She also provided the Empire with copies of text messages that showed Fansler apologized to her and said he was sorry that he brought his “bdsm kink” out. The woman said that the topic of BDSM did come up briefly during their relationship, but that she never consented to that.
“I certainly at no point in that evening was asked for my consent or gave my consent,” she said.
The Juneau Police Department is investigating the case. No update from JPD was immediately available on Friday, but the woman told the Empire that she believes the investigator on the case will finish his report by early next week.
Fansler’s resignation will start the clock on a legally binding process to fill his seat in the Legislature. Gov. Bill Walker will have 30 days from Feb. 12 to name a replacement. In an effort to speed that process, the procedures of the Alaska Democratic Party call for district party officials to collect applications and winnow them to a list of finalists that will be forwarded to the governor.
The governor is not required to pick from that list of finalists, but because the governor’s pick must be confirmed by a vote of Democrats already in the House, picking from the list is generally seen as a way to ensure the pick will be accepted.
Fansler’s departure comes two days after Rep. John Lincoln, D-Kotzebue was sworn in to replace Dean Westlake, who resigned in December after allegations of sexual misconduct and harassment. The gain of Lincoln and the loss of Fansler from the coalition majority in the House of Representatives leaves the majority with 21 members, the smallest possible majority in the 40-person House.
The House’s 18-member Republican minority praised Fansler’s decision to resign.
“There is absolutely no excuse for dating violence. It cannot be tolerated. Our members are proud of victims who have taken courageous steps to report such vile behavior. Our thoughts remain with all of those who have suffered dating violence and domestic violence,” the minority said in a prepared statement.
Rep. Ivy Spohnholz, D-Anchorage, has been among the most outspoken members of the House majority on the topic of sexual harassment and abuse in the Legislature.
Speaking to the Empire Friday afternoon, she said she was pleased to see it and thinks it sends a message that misbehavior by lawmakers will not be tolerated by their coworkers.
“What we know is that these kinds of situations have been taking place in Alaska for a very long time, and Alaska’s really no different from the rest of the United States in having to address these kinds of problems, but I’m really pleased to see that our coalition has been able to be so courageous in facing them head-on so hopefully we can turn the page on behavior that for far too long was tolerated,” she said.

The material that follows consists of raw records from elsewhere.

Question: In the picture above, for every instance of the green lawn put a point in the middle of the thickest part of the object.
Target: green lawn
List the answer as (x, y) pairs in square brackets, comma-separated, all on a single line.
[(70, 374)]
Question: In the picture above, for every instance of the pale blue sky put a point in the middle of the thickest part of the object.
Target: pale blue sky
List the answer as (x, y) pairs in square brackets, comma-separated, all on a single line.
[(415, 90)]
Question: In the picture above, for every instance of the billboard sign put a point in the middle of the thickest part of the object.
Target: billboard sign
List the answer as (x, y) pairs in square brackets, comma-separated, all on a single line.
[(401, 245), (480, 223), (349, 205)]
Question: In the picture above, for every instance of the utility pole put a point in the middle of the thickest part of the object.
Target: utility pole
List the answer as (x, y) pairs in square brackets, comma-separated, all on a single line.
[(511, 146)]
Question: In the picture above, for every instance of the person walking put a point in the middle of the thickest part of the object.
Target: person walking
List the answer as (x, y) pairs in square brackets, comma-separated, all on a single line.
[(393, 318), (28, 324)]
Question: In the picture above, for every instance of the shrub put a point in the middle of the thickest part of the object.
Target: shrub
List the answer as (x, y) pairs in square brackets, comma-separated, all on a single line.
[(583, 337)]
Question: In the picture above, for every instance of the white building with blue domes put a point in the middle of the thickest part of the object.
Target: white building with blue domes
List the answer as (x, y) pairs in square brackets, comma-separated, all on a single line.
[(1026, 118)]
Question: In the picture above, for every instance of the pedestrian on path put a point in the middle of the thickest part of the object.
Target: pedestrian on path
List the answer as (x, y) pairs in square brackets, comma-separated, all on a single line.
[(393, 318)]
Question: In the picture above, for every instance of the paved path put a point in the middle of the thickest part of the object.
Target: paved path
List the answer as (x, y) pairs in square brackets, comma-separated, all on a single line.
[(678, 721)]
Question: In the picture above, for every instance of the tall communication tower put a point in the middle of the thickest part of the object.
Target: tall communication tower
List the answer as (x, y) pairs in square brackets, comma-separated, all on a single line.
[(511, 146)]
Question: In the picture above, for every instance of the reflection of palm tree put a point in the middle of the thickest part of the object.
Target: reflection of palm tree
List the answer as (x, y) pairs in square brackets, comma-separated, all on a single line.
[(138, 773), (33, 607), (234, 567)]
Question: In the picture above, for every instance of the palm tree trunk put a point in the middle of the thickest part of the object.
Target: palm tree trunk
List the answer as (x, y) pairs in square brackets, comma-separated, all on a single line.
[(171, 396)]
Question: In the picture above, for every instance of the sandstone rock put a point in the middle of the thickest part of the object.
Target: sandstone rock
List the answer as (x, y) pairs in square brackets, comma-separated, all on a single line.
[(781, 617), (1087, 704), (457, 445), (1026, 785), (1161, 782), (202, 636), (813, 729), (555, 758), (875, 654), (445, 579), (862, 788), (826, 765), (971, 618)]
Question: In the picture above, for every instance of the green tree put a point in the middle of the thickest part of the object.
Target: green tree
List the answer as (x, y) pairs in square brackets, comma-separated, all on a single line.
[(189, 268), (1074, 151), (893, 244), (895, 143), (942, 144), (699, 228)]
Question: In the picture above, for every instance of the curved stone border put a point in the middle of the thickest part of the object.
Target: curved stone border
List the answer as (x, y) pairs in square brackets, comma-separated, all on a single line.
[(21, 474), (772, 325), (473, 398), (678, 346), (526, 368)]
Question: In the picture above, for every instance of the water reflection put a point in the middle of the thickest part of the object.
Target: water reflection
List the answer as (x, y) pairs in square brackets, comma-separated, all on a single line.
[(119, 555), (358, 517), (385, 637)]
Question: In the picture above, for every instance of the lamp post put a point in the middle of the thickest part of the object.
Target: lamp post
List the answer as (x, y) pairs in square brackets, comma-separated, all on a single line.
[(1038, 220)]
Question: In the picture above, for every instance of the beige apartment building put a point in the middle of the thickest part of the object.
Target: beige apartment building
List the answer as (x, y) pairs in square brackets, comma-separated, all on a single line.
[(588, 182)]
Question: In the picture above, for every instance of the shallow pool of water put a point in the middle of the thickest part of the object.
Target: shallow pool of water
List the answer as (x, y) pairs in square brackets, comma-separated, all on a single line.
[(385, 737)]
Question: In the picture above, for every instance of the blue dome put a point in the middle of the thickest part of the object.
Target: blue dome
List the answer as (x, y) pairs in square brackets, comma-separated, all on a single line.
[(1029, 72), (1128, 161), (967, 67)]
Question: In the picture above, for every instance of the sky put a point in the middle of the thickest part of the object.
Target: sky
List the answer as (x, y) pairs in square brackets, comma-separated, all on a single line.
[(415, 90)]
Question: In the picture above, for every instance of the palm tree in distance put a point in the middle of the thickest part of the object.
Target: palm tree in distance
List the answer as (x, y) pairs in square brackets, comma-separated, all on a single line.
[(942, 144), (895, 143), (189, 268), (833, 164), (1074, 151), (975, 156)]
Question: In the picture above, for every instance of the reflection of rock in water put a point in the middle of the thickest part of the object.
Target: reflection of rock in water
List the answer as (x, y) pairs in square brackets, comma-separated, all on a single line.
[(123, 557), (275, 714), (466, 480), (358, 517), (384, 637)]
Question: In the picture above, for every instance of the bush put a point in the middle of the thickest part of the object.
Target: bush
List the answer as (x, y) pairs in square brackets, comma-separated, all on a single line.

She gave her thanks to the woman in the case as well.
“It’s hard to do that. She did it, and in doing so, she helped to address a problem, and I think we owe her a debt of gratitude,” Spohnholz said.
Speaker of the House Bryce Edgmon, D-Dillingham, said shortly before Fansler’s resignation that the impending event had created a “sense of closure” for lawmakers in the majority.
“This has again been a difficult situation all the way around,” he said.